Unscheduled pods policy

A pod becomes unschedulable when the Kubernetes scheduler cannot find a node to assign the pod to. For instance, a pod can request more CPU or memory than the resources available on any of the worker nodes.

In many such cases, this indicates the need to scale up by adding additional nodes to the cluster.

The CAST AI autoscaler is equipped with a mechanism to handle this.

Headroom attributes

Headroom is a buffer of spare capacity (in terms of both memory and CPU) to ensure that cluster can meet suddenly increased demand for resources. It is based on the currently available total worker nodes resource capacity.

For example, if headroom for memory and CPU are both set to 10%, and the cluster consists of 2 worker nodes equipped with 2 cores and 4GB RAM each, a total of 0.4 cores and 819MB would be considered as headroom in the next cluster size increase phase.

Node constraints

Node constraints limit the possible node pool for CAST AI to choose from when adding a node to a cluster. Entered Min CPU and Max CPU as well as Min memory and Max memory values are respected when selecting the next node to be added to the cluster, this way user influences the composition of the cluster in terms of size and number of nodes.

Since this decision is driven by the customer and not by CAST AI optimization engine, it might not result in the most cost effective node added. However, this feature is particularly beneficial when migrating into CAST AI selected nodes and securing additional capacity upfront (i.e. adding larger nodes, but knowing that during migration they would be filled up).

System supports the following CPU to Memory ratios: 1:2, 1:4 and 1:8. Based on the example presented in the picture, CAST AI would consider 4CPU16GiB RAM and 4CPU 32GiB RAM instances

Provisioning decision

  • After receiving the unschedulable pods event, the CAST AI recommendation engine will select the best price/performance ratio node capable of accommodating all of the currently unschedulable pods plus headroom or respecting node constraints.
  • CAST AI will then provision it and join with the cluster. This process usually takes a few minutes, depending on the cloud service provider of your choice.
  • Currently, only a single node will be added at a time. If any unschedulable pods still remain, the cycle is repeated until all the pods are scheduled (provided that the reason was insufficient resources).

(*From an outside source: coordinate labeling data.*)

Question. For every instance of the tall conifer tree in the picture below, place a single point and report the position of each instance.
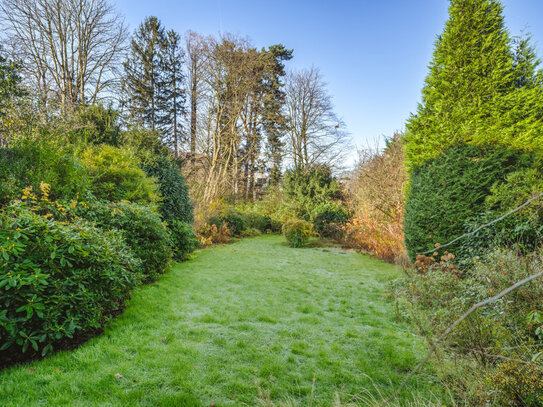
(172, 94)
(471, 72)
(143, 73)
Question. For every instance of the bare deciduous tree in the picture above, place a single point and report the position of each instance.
(70, 49)
(195, 45)
(316, 134)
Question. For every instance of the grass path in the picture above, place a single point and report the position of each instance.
(257, 316)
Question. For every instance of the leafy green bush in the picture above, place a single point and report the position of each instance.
(97, 124)
(29, 162)
(522, 233)
(57, 280)
(297, 232)
(308, 188)
(115, 175)
(328, 220)
(235, 220)
(448, 190)
(145, 233)
(176, 203)
(183, 240)
(259, 222)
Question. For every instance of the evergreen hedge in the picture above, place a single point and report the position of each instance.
(450, 189)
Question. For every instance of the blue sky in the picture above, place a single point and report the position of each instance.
(373, 54)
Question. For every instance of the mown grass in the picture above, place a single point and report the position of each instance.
(253, 323)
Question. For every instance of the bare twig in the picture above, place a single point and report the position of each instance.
(458, 321)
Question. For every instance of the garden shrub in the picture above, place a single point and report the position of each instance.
(259, 222)
(518, 384)
(97, 124)
(145, 233)
(308, 188)
(235, 220)
(183, 240)
(176, 203)
(29, 162)
(210, 234)
(57, 280)
(448, 190)
(115, 175)
(521, 232)
(297, 232)
(384, 240)
(328, 220)
(507, 329)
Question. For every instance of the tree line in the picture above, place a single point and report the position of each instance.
(230, 109)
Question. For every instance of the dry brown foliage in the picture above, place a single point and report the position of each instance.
(376, 198)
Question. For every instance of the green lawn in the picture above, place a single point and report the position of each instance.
(255, 317)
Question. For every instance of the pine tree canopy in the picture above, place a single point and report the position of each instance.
(481, 88)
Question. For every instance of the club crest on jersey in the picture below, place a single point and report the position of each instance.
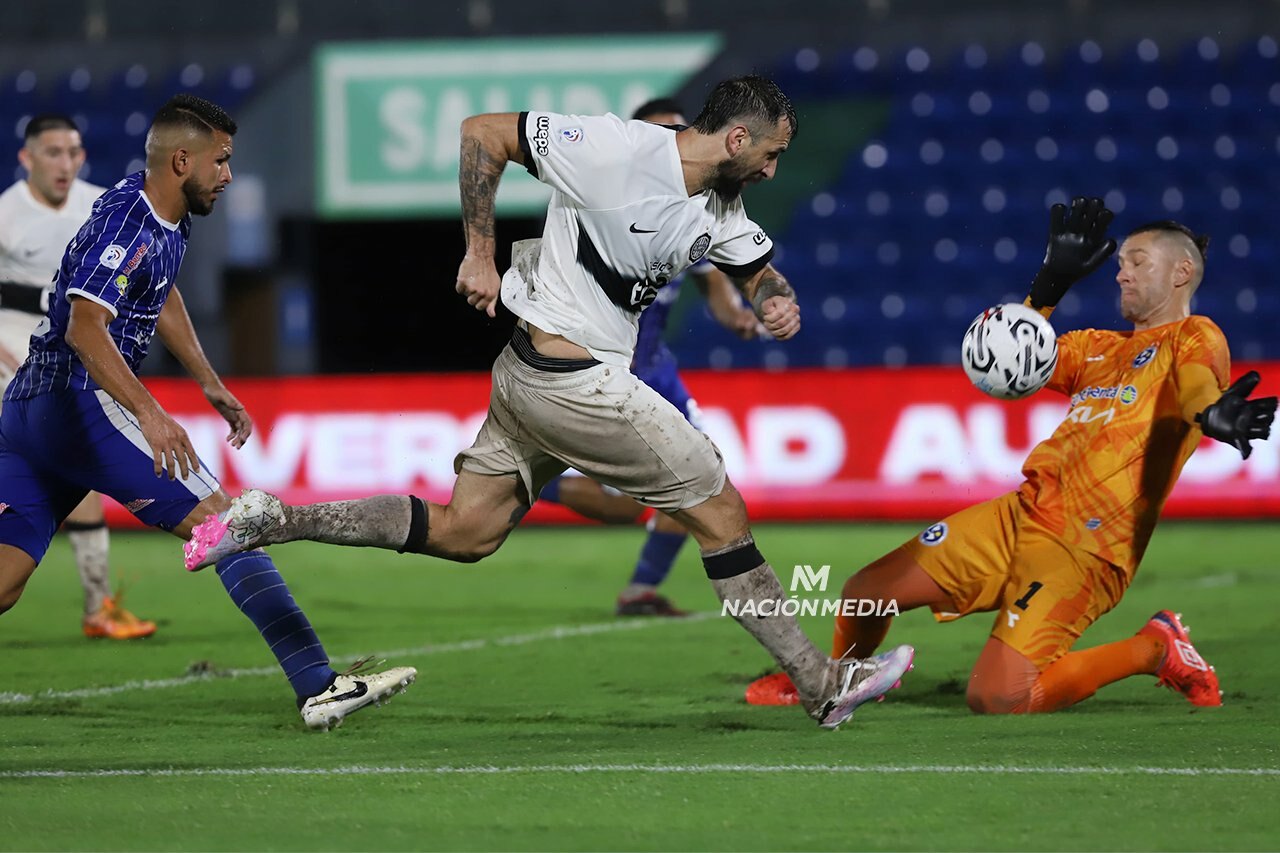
(935, 533)
(699, 249)
(112, 256)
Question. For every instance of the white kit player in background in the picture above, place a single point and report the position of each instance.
(39, 215)
(634, 205)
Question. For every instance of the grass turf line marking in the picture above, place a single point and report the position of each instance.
(359, 770)
(560, 632)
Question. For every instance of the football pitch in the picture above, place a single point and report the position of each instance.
(539, 721)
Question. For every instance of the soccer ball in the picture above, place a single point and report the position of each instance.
(1009, 351)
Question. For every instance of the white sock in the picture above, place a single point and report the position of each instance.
(809, 669)
(91, 547)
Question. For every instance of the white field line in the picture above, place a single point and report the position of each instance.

Configuring the unscheduled pod's policy

You can enable/disable the unschedulable pod's policy and set headroom settings as well as node constraints either on the CAST AI console or via the CAST AI policies API endpoint by setting values for headroom:

"unschedulablePods": {
    "enabled": <value>,
    "headroom": {
        "cpuPercentage": <value>,
        "enabled": <value>,
        "memoryPercentage": <value>
    }
}

or for node constraints:

"unschedulablePods": {
    "enabled": <value>,
    "headroom": {
        "enabled": <value>,
        "maxCpuCores": <value>,
        "maxRamMib": <value>,
        "minCpuCores": <value>,
        "minRamMib": <value>
    }
}

It may take a few minutes for the new settings to propagate.

Node deletion policy

This policy will automatically remove nodes from your cluster when they no longer have scheduled workloads. This allows your cluster to maintain a minimal footprint and reduce cloud costs.

If Keep empty node alive for is set to 0, CAST AI moves to delete an empty node as soon as it is detected. In cases when a user wants to keep the empty node in the cluster for a period of time, a time parameter can be set, effectively delaying the deletion.

Disable deletion of specific node(s)

If you annotate or label a node with autoscaling.cast.ai/removal-disabled="true", the Node deletion policy won't delete it even if it is completely empty.

Labeling the node(s)

You can label nodes using kubectl in the following fashion:

  • Specific node(s):
# replace <node_name> with your node name of choice
kubectl label node <node_name> [<node_name> ...] autoscaling.cast.ai/removal-disabled=true
# e.g. to label node `myclusternode-e359fefa-d3a2` run this command:
kubectl label node myclusternode-e359fefa-d3a2 autoscaling.cast.ai/removal-disabled=true
# e.g. to label two nodes `myclusternode-e359fefa-d3a2` and myclusternode-anothernode run this command:
kubectl label node myclusternode-e359fefa-d3a2 myclusternode-anothernode autoscaling.cast.ai/removal-disabled=true
  • Many nodes using label selector
# replace <label> with your node name of choice
kubectl label node -l <label> autoscaling.cast.ai/removal-disabled=true
# e.g. to label nodes in availability zone `europe-west3-c` run this command:
kubectl label node -l topology.kubernetes.io/zone=europe-west3-c autoscaling.cast.ai/removal-disabled=true
  • All nodes
kubectl label node --all autoscaling.cast.ai/removal-disabled=true

Removing the label

In order to instruct policy to delete the node, you need to remove the label. Using previously described methods, instruct kubectl to label a node with autoscaling.cast.ai/removal-disabled- (note the - symbol instead of =true).

Evictor

CAST AI Evictor also respects this label or annotation so it won't try to evict marked nodes.

Policies precedence rules

If multiple policies are enabled and multiple rules are triggered during the same evaluation period, they will be handled in the following order:

  1. Cluster CPU limits policy
  2. Horizontal Pod Autoscaler (HPA) policy
  3. Unscheduled pods policy
  4. Node deletion policy